Dosadziłam ostróżkę białą i jeszcze coś ale nie pamiętam jak się nazywa Jak jechałam dzisiaj na zakupy to wypatrzyłam w polu rosło takie ładne coś, chyba jutro pójdę się temu czemuś przyjrzeć i ewentualnie wykopać jak mnie nikt nie pogoni
Ja po takich pochwałach to w jakiś samozachwyt popadnę
Brzózki uwielbiam chociaż wiem, że są śmieciuchy straszne ale wybaczam im bo swoim urokiem wynagradzają wszystko.
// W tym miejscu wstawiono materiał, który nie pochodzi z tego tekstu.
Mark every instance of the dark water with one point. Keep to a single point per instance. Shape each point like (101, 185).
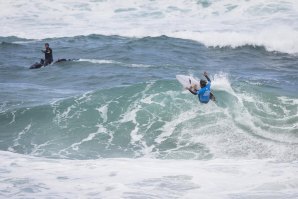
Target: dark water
(121, 99)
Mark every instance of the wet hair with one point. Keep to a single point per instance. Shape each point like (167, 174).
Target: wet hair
(203, 83)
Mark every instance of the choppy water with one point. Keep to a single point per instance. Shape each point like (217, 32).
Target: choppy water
(116, 123)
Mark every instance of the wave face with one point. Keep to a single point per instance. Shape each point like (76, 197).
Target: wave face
(155, 120)
(115, 123)
(268, 23)
(121, 99)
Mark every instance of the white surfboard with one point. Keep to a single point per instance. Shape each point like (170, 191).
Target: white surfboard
(187, 81)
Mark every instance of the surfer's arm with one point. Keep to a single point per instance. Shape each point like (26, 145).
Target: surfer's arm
(206, 75)
(193, 92)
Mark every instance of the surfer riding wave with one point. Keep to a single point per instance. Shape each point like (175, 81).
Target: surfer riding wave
(204, 94)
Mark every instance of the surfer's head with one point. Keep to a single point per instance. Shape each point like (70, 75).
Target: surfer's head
(194, 86)
(203, 83)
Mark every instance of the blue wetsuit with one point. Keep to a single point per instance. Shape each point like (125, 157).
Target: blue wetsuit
(204, 93)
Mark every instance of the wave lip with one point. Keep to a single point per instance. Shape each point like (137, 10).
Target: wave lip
(269, 23)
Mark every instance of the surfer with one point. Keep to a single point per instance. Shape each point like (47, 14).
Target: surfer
(204, 94)
(48, 54)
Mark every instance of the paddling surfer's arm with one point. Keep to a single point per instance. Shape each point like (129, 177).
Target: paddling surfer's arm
(206, 75)
(193, 92)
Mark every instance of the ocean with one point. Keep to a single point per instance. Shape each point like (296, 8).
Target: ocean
(115, 122)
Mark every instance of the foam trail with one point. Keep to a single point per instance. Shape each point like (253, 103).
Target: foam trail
(132, 178)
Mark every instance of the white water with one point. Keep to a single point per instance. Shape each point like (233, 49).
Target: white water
(145, 178)
(269, 23)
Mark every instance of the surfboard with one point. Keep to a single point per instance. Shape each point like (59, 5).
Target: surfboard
(187, 81)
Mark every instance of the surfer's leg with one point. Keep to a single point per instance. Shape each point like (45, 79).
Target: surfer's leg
(212, 97)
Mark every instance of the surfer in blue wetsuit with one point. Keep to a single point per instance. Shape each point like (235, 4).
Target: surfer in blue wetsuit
(204, 94)
(48, 52)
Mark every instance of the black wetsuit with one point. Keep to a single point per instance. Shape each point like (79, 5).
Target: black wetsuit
(48, 56)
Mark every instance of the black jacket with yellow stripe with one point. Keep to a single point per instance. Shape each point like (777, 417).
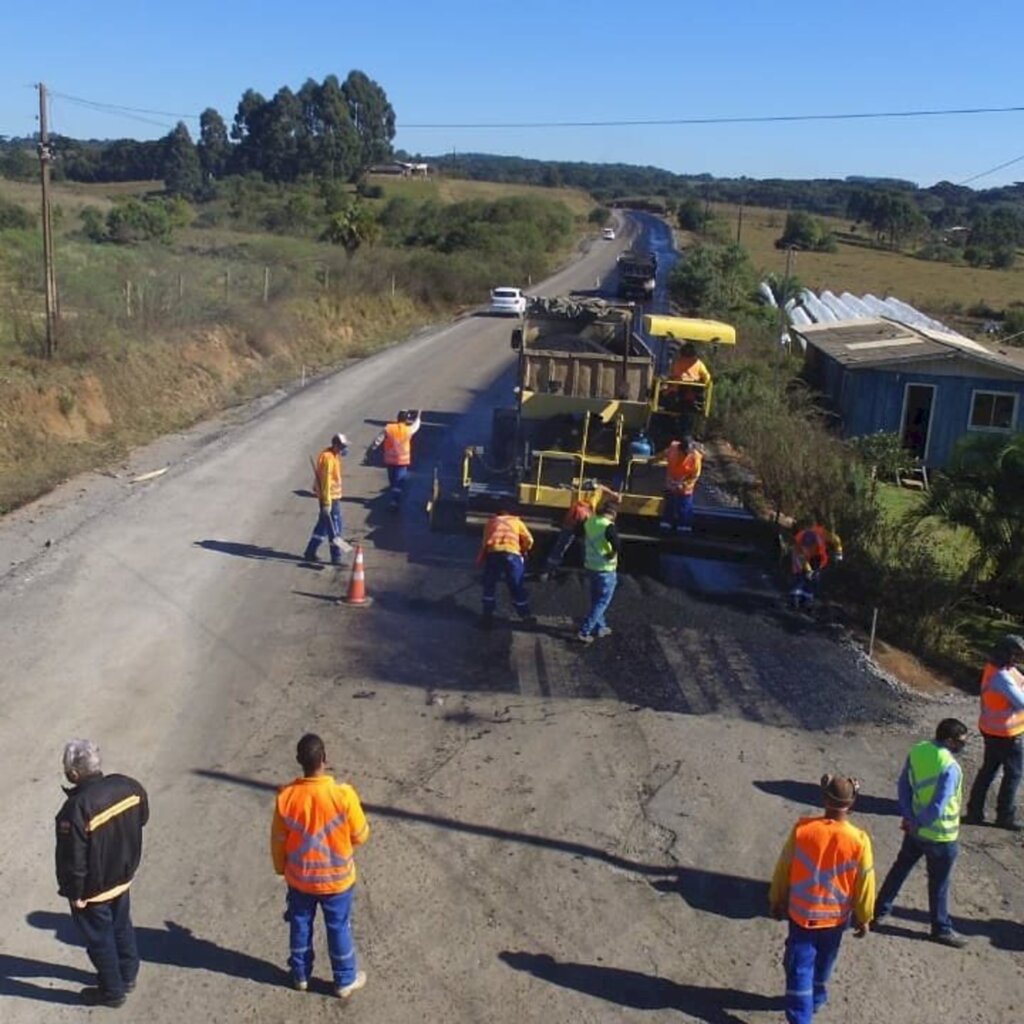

Mogłabym zrezygnować z innych drzew ale z brzózek nie
Jak się tylko Żon godzi to już połowa sukcesu, zadowolony będzie na pewno z efektu końcowego, a jeśli się Tobie podobają to nie ma się nad czym zastanawiać tylko plan wprowadzić w życie w razie bardzo dużego niezadowolenia zawsze można "zaokrąglić" kwadraty
To to nazywa się odętka wirginijska... a po ludowemu panieński welon.... Rozrasta się na boki i się wysiewa, wiec jak nie chcesz jej dużo to wycinaj kwiatostany...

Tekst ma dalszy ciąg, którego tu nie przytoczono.